Melanie Sloan, executive director of the nonpartisan Citizens for Responsibility and Ethics in Government, says such a transparent ploy remains unethical: "You don't get to lobby your former boss just because he happened to get a certain committee assignment. You are still lobbying your former boss. This is yet another unethical situation where members of Congress let close political allies make money off of connections." Neither LaTourette nor Laptook responded to calls from Salon seeking their comment.

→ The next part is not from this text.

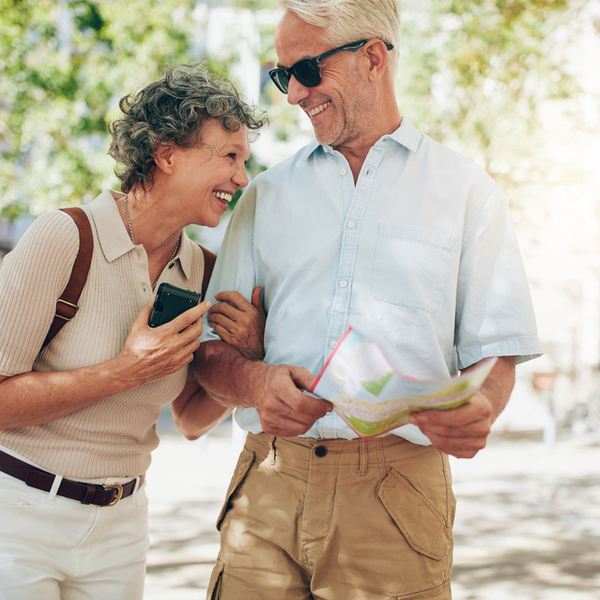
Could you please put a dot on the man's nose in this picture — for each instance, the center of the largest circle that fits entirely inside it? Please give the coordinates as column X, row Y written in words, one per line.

As it happens, Rep. LaTourette is also a member of the House ethics committee. He recently sat in judgment on Majority Leader Tom DeLay when he was investigated for offering financial support to the political campaign of a retiring representative's son in exchange for his vote on the Republican Medicare bill. Although LaTourette has received $16,000 in campaign contributions from DeLay since 1994, he said before the committee's report was issued that he would not be influenced by any such relationship. "This is typical of the ethics committee, which is a joke," says Sloan. "It exists only to give cover to those acting unethically." On Sept. 30, the ethics committee voted to admonish DeLay, but not to levy any penalties.
In August, Susan LaTourette gave an interview for a Cleveland TV station's 6 o'clock news broadcast, which showed her at her home putting up her husband's opponent's signs. "The qualities I look for in a congressperson are truthfulness, honesty and decency," she explained. She also told the TV audience that she couldn't discuss her divorce proceedings, alluding to a confidentiality agreement. "I'm not allowed to talk about anything to do with our marriage or divorce."
Nevertheless, she once again commented on the baleful influence of Washington on susceptible politicians: "Congressmen are gods. Senators are gods. And there are tons of aides and tons of lobbyists, and they kiss their butts and they love that. Power corrupts, and I think the longer you're there, the more corrupt you become."